Watch: Arrow 2 interceptor test fired from central Israel

Officials collecting data to see how latest version of air defense system will operate against threats.

Arrow interceptor test
In the latest sign of the arms race between Israel and its enemies, the Defense Ministry, together with the US Missile Defense Agency, test fired an upgraded Arrow 2 interceptor in central Israel on Tuesday.
The trial was aimed at examining the capabilities of the latest version of the air-defense system. Defense officials said the initial detection and launch stages went as planned, but it is not yet clear whether the interceptor struck its target.
Iran is thought to possess more than 400 ballistic missiles that can reach Israel, and Hezbollah’s arsenal of 100,000 rockets and missiles includes 5,000 projectiles that place greater Tel Aviv in range.
Arrow 2 interceptor test fired from central Israel
The test was overseen by officials from the HOMA administration – a part of the Defense Ministry’s Administration for the Development of Weapons and Technological Infrastructure, and Israel Aerospace Industries, which is the project’s prime contractor.
“An Arrow 2 interceptor was fired according to plan, and carried out planned fight stages,” the ministry said.
“The large amounts of data collected in the test is being analyzed by engineers,” it added.
“This test has no connection to the operational performance of the Arrow weapons system, which is operated by the Air-Defense Command of the air force,” the statement said.

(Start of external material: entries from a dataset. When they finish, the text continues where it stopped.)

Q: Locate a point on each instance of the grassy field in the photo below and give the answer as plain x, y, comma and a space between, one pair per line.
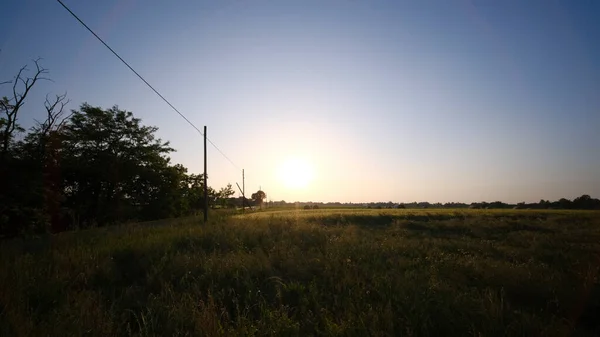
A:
312, 272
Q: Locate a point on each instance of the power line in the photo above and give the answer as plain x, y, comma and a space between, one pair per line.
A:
148, 84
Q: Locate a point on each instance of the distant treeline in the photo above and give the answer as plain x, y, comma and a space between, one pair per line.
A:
584, 202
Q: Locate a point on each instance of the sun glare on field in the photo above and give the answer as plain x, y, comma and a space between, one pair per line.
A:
296, 173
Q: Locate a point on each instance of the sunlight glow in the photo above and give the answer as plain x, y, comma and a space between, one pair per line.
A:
296, 173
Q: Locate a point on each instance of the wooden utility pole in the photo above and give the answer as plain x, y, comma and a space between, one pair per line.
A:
242, 190
205, 182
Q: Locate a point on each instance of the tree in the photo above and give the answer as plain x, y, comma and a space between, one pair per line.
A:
224, 194
259, 197
113, 166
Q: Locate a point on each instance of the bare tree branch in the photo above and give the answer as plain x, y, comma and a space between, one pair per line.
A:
54, 110
9, 107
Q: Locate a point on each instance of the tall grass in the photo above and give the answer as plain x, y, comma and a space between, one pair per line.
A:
318, 272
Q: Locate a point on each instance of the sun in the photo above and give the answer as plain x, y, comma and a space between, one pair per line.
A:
296, 172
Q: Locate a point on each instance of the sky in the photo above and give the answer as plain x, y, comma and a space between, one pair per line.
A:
397, 101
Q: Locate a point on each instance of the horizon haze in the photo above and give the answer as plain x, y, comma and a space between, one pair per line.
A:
349, 101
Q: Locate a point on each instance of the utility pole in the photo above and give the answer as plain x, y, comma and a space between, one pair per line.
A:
205, 182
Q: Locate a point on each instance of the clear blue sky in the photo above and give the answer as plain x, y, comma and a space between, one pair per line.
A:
385, 100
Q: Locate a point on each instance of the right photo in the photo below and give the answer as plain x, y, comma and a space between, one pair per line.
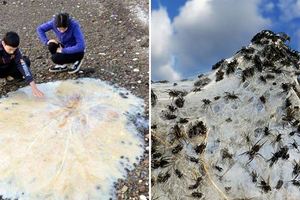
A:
225, 100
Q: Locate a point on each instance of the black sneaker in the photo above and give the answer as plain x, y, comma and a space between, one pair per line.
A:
75, 67
58, 68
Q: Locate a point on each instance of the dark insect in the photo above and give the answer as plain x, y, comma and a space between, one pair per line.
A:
227, 189
265, 186
197, 194
206, 104
196, 185
206, 101
254, 176
286, 86
177, 133
282, 153
219, 75
246, 73
248, 57
292, 133
231, 96
193, 159
258, 63
183, 120
179, 102
200, 148
270, 76
169, 116
162, 162
220, 169
218, 64
288, 103
277, 139
295, 145
296, 169
262, 79
231, 67
228, 120
178, 173
197, 89
162, 178
177, 149
152, 181
176, 93
262, 99
153, 98
279, 184
247, 137
198, 129
277, 71
290, 115
226, 154
254, 151
156, 155
171, 108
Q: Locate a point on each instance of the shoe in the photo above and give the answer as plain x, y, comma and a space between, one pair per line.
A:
58, 68
9, 78
75, 67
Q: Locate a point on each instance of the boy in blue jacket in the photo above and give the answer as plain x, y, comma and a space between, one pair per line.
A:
13, 65
70, 46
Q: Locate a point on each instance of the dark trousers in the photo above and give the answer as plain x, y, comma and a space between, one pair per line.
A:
12, 70
63, 58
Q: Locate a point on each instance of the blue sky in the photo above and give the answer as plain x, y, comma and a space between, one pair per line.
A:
188, 37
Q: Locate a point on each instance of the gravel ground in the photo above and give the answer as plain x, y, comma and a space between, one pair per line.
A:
117, 37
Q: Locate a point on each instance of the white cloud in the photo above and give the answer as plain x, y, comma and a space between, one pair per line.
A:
290, 9
204, 32
269, 7
202, 38
161, 51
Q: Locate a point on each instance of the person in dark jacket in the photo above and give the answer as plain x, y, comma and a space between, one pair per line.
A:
13, 65
68, 47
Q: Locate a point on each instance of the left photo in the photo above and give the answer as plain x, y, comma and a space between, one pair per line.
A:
74, 93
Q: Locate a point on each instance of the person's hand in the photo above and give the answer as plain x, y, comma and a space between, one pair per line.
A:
35, 91
59, 49
52, 40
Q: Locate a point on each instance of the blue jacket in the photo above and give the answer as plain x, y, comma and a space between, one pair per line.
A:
72, 39
8, 59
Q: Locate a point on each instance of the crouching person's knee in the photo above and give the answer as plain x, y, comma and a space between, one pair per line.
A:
57, 59
27, 60
52, 47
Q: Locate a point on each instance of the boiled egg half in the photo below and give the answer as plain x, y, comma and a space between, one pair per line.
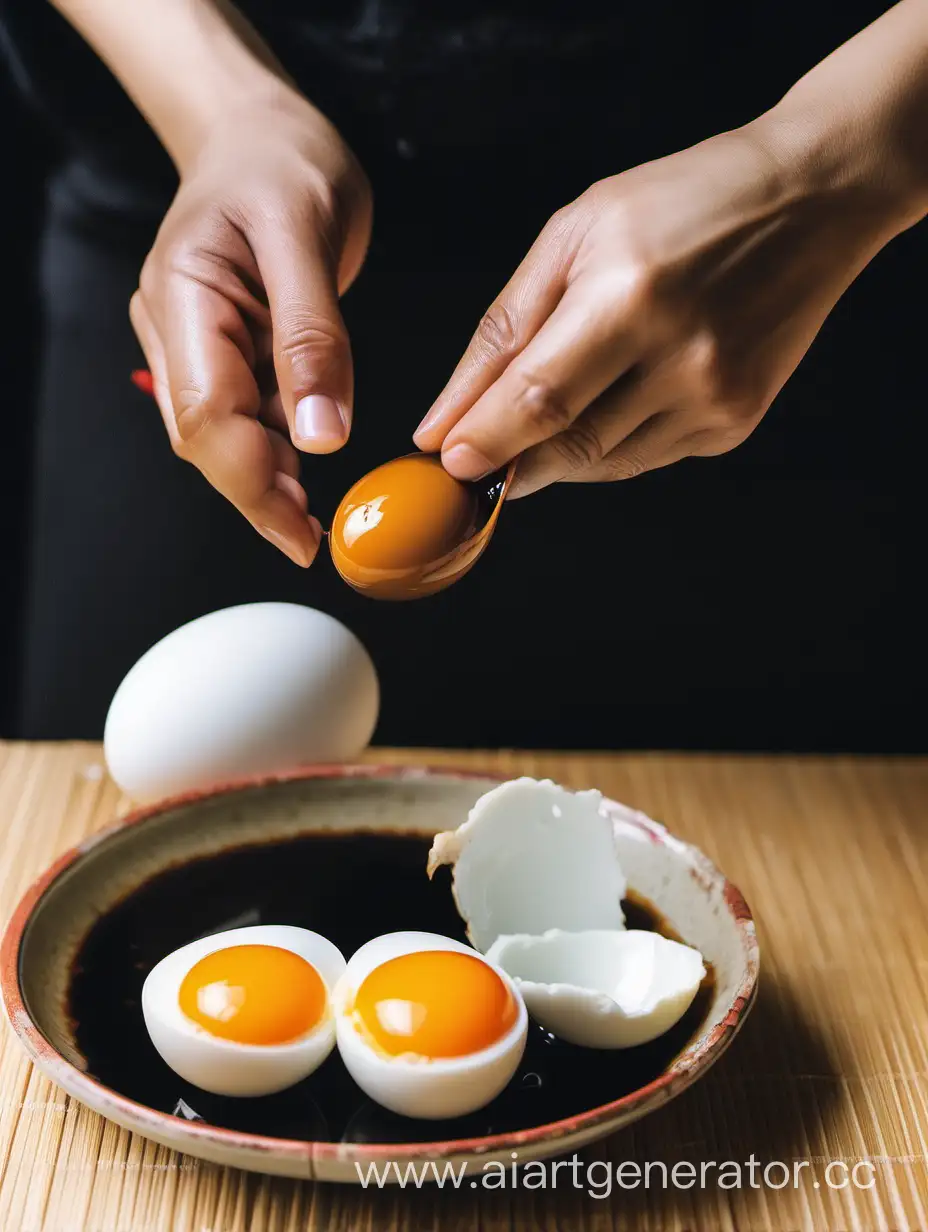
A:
247, 1012
428, 1026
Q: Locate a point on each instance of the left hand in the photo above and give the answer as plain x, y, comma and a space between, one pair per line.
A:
656, 317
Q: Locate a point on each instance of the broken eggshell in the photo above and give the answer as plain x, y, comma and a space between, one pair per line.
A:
533, 856
602, 989
537, 881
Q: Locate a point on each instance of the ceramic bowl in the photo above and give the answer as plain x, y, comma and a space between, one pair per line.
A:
46, 932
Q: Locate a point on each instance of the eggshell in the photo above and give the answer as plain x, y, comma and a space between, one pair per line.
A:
244, 690
413, 1086
531, 856
603, 989
226, 1067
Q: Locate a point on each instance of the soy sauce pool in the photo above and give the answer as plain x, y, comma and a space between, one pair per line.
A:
349, 887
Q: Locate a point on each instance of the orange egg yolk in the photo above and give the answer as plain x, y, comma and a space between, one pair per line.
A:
436, 1004
406, 514
254, 994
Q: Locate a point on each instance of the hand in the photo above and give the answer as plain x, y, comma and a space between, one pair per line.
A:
655, 318
238, 308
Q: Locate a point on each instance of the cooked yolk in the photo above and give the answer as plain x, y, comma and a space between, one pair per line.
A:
254, 994
436, 1003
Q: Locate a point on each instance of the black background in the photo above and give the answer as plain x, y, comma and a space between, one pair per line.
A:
770, 599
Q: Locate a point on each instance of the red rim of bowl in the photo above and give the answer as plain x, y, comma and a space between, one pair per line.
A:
689, 1065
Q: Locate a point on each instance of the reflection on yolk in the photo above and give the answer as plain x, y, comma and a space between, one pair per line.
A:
254, 994
404, 515
436, 1003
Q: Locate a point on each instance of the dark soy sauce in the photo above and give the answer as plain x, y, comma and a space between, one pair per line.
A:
349, 887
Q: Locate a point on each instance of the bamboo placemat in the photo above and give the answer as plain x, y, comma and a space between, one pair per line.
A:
831, 1069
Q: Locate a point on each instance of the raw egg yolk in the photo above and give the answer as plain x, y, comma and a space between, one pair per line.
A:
406, 514
435, 1003
254, 994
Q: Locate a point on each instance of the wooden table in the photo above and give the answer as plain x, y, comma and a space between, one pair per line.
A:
831, 1069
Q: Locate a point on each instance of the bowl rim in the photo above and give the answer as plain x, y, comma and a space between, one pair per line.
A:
689, 1065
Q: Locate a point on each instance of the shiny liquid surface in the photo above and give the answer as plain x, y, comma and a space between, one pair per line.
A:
349, 887
403, 521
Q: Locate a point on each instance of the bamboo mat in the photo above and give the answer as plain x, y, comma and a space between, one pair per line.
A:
832, 1067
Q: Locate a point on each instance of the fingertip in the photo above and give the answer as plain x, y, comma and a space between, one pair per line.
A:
293, 550
321, 424
465, 462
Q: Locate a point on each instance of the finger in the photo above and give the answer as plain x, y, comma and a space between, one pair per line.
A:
285, 456
215, 398
656, 442
312, 354
519, 312
286, 477
153, 350
578, 352
583, 446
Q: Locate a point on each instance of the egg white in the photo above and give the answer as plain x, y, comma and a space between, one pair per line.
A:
413, 1086
226, 1067
603, 988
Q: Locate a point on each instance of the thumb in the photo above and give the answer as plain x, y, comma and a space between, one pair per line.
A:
312, 354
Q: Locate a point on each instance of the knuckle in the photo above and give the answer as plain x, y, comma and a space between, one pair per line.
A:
192, 412
625, 463
497, 332
309, 338
639, 286
581, 447
714, 378
540, 405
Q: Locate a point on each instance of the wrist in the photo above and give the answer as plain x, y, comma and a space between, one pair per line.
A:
866, 149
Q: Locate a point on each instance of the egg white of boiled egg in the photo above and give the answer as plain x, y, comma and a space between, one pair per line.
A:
260, 994
427, 1026
245, 690
603, 989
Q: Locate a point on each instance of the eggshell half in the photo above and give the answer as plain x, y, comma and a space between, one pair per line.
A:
602, 989
533, 856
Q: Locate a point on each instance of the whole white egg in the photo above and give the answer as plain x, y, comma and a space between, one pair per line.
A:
244, 690
431, 1087
226, 1066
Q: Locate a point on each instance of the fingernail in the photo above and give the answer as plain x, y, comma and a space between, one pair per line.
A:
465, 462
293, 551
318, 419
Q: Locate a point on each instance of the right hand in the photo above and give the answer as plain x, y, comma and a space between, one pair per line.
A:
238, 309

The Arrow 2 air-defense system is designed to block incoming long-range enemy missiles, and forms the second layer of Israel’s missile defense system.
During the test, a Rafael-produced Sparrow missile was fired from the Mediterranean Sea at Israel, a senior official said. “The systems detected and tracked the missile, and at the correct time, fired an Arrow 2 interceptor,” the official added.
“All of the stages were carried out. We are now going over visual intelligence, broadcast from the interceptor and the target missile, to determine what occurred in the end stage,” he said.
The organizers of the trial do not yet know if the target missile was successfully intercepted, but expect to know this within a few days.
The trial is part of an effort to create a more advanced block of air defenses against continually improving projectile threats in the possession of the Jewish state’s enemies. The old Arrow 2 system finds it difficult to deal with upgraded versions of enemy missiles.
“The amount of information broadcast from the interceptor missile every second is equivalent to a volume of Encyclopedia Britannica,” the official said.
The source said the test is part of a multi-year improvement program from the Arrow 2, with previous tests held in 2009 and 2011.
In addition to IAI, the project includes Boeing, Elta, Elbit Systems and Elisra.
In January, the Israeli and US defense departments held a second successful trial of the Arrow 3 anti-ballistic missile system.
During the test, an interceptor was fired from Palmahim air base, south of Tel Aviv, entered space, and carried out a range of maneuvers in response to a virtual incoming enemy missile.
For the first time, the system’s radar, designed by Elta Systems, an IAI subsidiary, tracked a virtual target, and sent commands to the interceptor, according to Yair Ramati, head of the HOMA program.